2.6. Procedures for stability indicating assay

2.6.1. Alkali induced degradation. Into 10 ml test tube, 1 ml of VAC solution (1 mg ml⁻¹) was transferred and 1 ml of 0.05 M NaOH was added. The solution was left at room temperature for 2 hours. After the specified time, the solution was neutralized to pH 7 using 1 ml of 0.05 M HCl solution and completed to the volume with methanol.

2.6.2. Acid induced degradation. Into 10 ml volumetric flask, 5 ml of VAC solution (1 mg ml⁻¹) was transferred and refluxed with 5 ml of 1 M HCl for 2 hours. After the specified time, the solution was neutralized to pH 7 using 1 M NaOH solution. The solution was transferred quantitatively into 50 ml volumetric flask and completed to the volume with methanol.

Oxidative induced degradation with hydrogen peroxide was carried out by transferring 1.0 ml of VAC solution working solution (1 mg ml⁻¹) into 10 ml volumetric flask then 1 ml of hydrogen peroxide (30.0% v/v) was added. The solution was kept at room temperature for a period of 2 hours. The solution was heated in boiling water bath for 10 minutes to completely remove the excess of hydrogen peroxide. The volume was completed to 10 ml with methanol.
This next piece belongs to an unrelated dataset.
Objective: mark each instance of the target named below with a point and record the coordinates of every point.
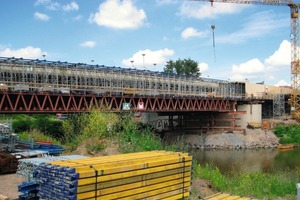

The photochemical stability of the drug was studied by exposing the stock solution (0.1 mg ml⁻¹) to direct artificial day light for five days.

For TLC-densitometric method 6 ml of the above solution was diluted to 10 ml with methanol in volumetric flask then 4 μl was applied to TLC plate and the plate was developed and analyzed as described in “general analytical procedures”. For spectrofluorimetric, 1.0 ml of the above solution was used in the “general analytical procedures”.

3. Results and discussion

3.1. Method optimization for the TLC-densitometric measurements

TLC procedure was optimized with a view to develop a stability-indicating assay method. The pure forms of drug and its degradation product, acyclovir were spotted on TLC plates and run in different solvent systems. Initially, chloroform–methanol in varying ratios was tried. Chloroform–methanol (5 : 1.4 v/v) as a mobile phase gave good resolution with R_F value of 0.56 ± 0.03 for VAC and 0.3 ± 0.03 for acyclovir unfortunately with tailing peaks. Addition of 0.2 ml ammonia to the above mobile phase gave compact spots for both drug and acyclovir. The final mobile phase consisted of chloroform : methanol : ammonia (5 : 1.4 : 0.2 v/v/v) which gave a sharp and symmetrical peaks. To obtain a well-defined spots the chamber was saturated with the mobile phase for 15 min at room temperature prior to the analysis.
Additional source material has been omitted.